U.S. Immigration and Customs Enforcement has avoided “sensitive locations,” including houses of worship, for enforcement actions in the past.
It’s not clear if the agency will continue that policy under President Trump. Nonetheless, some faith leaders say it’s time to revive the sanctuary tradition.
Rev. Louis Forsythe’s congregation at Detroit’s Pleasant Grove Baptist Church has pledged to join the effort. He compared it to the role churches played as stops on the Underground Railroad.
“This is not about immigration, but it’s really about the soul of our nation,” Forsythe said. “Are we going to be a multi-racial democracy, or are we going to be diminished, and become a lesser vision of ourselves?”
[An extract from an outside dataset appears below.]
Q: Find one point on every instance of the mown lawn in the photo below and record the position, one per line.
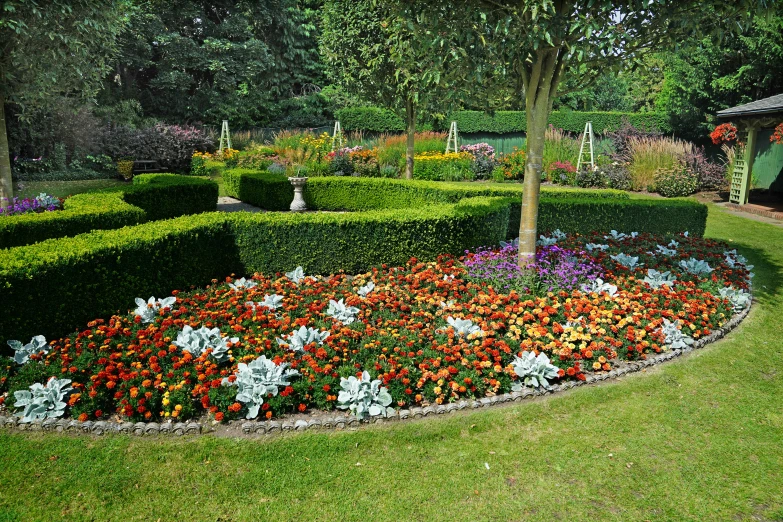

Rev. Jill Zundel is the pastor at Detroit’s Central United Methodist Church, which has also agreed to participate. In fact, Zundel says the church is already sheltering an African family that’s hoping to claim political asylum in Canada.
“We have a message for Donald Trump,” Zundel said. “If you want these families, you’re going to have to come through us.”
In addition to Pleasant Grove and Central United Methodist, six other Michigan houses of worship have pledged themselves as sanctuary spaces.
They are: Hope United Methodist Church in Southfield; Ferndale 1st United Methodist Church; Metro Zion AME in Detroit; Birmingham Temple for Humanistic Judaism in Farmington Hills; Sunnyside United Methodist Church in Portage; and 1st Congregational Church in Kalamazoo.
The Michigan Muslim Community Council has also expressed support.
Organizers hope this is just the start of the network. They say houses of worship that aren’t able to shelter families can still pledge “solidarity” with the effort.